Page:Revue des Deux Mondes - 1839 - tome 18.djvu/353

La bibliothèque libre.
Cette page a été validée par deux contributeurs.
349
ILLUSTRATIONS SCIENTIFIQUES.

Mais il est temps que nous arrivions à l’exposé de la doctrine que Broussais a substituée à celle qu’il a cru renverser, et que nous disions maintenant ce qu’est la médecine physiologique, cette médecine qui a eu un si grand retentissement, qui a envoyé des adeptes dans toutes les parties du monde, et au nom de laquelle il s’est versé et il se verse encore tant de flots de sang.

Le premier ouvrage où M. Broussais déposa le germe des idées qu’il développa plus tard, est son Histoire des Phlegmasies ou inflammations chroniques. Cette histoire n’était qu’une application des idées de Bichat à l’anatomie pathologique et à la clinique ; ce n’était que la continuation de ce que Pinel avait fait dans sa Nosographie philosophique.

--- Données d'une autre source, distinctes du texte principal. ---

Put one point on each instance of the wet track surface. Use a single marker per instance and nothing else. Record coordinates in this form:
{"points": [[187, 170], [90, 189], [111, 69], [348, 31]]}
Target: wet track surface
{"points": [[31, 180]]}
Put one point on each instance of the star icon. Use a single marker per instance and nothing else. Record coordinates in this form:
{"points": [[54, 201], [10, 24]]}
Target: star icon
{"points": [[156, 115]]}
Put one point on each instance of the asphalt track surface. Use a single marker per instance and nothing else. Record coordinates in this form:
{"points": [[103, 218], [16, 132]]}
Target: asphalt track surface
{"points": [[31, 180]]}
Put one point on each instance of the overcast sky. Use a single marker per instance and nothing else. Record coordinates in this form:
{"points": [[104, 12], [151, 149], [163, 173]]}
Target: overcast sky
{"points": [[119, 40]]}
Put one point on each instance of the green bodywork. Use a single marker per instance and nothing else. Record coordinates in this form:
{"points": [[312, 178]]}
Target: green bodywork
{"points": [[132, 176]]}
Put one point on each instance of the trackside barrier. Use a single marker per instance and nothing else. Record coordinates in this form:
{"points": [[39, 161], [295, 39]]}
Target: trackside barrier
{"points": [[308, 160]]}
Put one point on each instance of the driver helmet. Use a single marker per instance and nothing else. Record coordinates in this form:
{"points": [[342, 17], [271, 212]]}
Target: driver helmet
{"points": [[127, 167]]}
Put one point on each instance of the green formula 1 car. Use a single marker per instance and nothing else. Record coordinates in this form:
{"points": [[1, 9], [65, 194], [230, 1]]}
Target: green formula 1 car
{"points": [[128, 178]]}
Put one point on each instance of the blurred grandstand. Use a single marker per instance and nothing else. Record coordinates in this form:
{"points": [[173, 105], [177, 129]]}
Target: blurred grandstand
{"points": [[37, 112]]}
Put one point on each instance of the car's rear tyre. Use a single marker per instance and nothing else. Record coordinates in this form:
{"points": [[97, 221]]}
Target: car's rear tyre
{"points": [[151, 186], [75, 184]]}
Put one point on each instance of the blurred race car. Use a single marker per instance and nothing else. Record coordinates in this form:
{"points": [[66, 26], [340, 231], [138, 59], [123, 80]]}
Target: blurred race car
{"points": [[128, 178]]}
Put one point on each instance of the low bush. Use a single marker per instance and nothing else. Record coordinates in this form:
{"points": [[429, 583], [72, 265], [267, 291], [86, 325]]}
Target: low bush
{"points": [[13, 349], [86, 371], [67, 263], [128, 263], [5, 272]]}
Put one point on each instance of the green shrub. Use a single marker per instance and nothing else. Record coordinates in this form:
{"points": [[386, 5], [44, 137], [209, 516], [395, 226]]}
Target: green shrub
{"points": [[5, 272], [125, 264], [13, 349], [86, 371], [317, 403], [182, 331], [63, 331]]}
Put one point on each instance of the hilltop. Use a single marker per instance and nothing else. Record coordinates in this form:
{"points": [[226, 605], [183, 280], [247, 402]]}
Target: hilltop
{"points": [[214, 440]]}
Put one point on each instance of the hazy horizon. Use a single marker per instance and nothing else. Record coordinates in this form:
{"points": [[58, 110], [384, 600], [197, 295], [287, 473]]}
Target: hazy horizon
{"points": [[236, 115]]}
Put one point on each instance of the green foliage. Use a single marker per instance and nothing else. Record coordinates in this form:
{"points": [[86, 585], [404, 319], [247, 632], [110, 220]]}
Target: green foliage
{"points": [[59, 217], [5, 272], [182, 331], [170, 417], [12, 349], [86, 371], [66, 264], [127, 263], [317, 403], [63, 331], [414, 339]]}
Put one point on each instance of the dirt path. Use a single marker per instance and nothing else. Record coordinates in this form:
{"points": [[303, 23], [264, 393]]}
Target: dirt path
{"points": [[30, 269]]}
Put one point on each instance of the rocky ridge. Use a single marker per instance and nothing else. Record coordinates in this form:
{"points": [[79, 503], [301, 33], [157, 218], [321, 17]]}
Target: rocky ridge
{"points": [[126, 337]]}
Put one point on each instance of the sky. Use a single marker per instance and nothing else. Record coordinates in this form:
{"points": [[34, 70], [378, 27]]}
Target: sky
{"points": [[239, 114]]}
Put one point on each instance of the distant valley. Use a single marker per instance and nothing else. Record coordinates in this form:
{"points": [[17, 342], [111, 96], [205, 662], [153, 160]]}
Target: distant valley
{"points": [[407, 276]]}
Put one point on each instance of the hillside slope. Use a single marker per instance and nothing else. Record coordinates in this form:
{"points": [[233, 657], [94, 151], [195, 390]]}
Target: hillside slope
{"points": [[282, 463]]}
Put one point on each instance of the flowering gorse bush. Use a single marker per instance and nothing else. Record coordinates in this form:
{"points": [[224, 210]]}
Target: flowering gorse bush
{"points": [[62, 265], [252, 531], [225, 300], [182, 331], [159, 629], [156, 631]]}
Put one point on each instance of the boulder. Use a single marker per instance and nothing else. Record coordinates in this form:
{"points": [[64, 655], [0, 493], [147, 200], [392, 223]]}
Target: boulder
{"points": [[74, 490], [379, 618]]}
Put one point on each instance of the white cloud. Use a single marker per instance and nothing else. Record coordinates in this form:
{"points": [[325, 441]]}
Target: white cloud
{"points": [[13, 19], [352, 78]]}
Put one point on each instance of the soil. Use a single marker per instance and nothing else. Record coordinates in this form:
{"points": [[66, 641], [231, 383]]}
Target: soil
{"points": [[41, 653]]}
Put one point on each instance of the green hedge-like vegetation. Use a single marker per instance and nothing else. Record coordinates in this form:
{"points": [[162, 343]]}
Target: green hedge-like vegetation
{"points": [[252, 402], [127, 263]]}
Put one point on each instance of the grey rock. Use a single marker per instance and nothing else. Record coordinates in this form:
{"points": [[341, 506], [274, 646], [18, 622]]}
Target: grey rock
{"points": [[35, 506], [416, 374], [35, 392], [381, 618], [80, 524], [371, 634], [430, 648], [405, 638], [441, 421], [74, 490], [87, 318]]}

Bichat, dans son Anatomie générale, avait étudié séparément les divers tissus qui composent la structure organique de l’homme, et avait déterminé quels étaient les caractères anatomiques et physiologiques généraux de ces tissus appartenant à des organes différens ainsi le tissu cellulaire, le tissu muqueux, le tissu osseux, etc. De plus, il avait cherché à déterminer quelles sympathies liaient entre eux les différens tissus. Bien qu’il soit reconnu à présent que la gloire de Bichat ait été portée trop haut par ses contemporains, il est impossible de ne pas reconnaître dans ce célèbre physiologiste les vues de détail les plus ingénieuses, l’imagination scientifique la plus belle, et le style le plus attrayant. Si l’on considère que Bichat avait peu d’instruction et est mort à trente-deux ans, on reconnaîtra en lui un des plus merveilleux talens qu’aient produits la science et notre pays ; quant à la portée de ses idées médicales, le temps démontrera de plus en plus qu’elle a été fort exagérée.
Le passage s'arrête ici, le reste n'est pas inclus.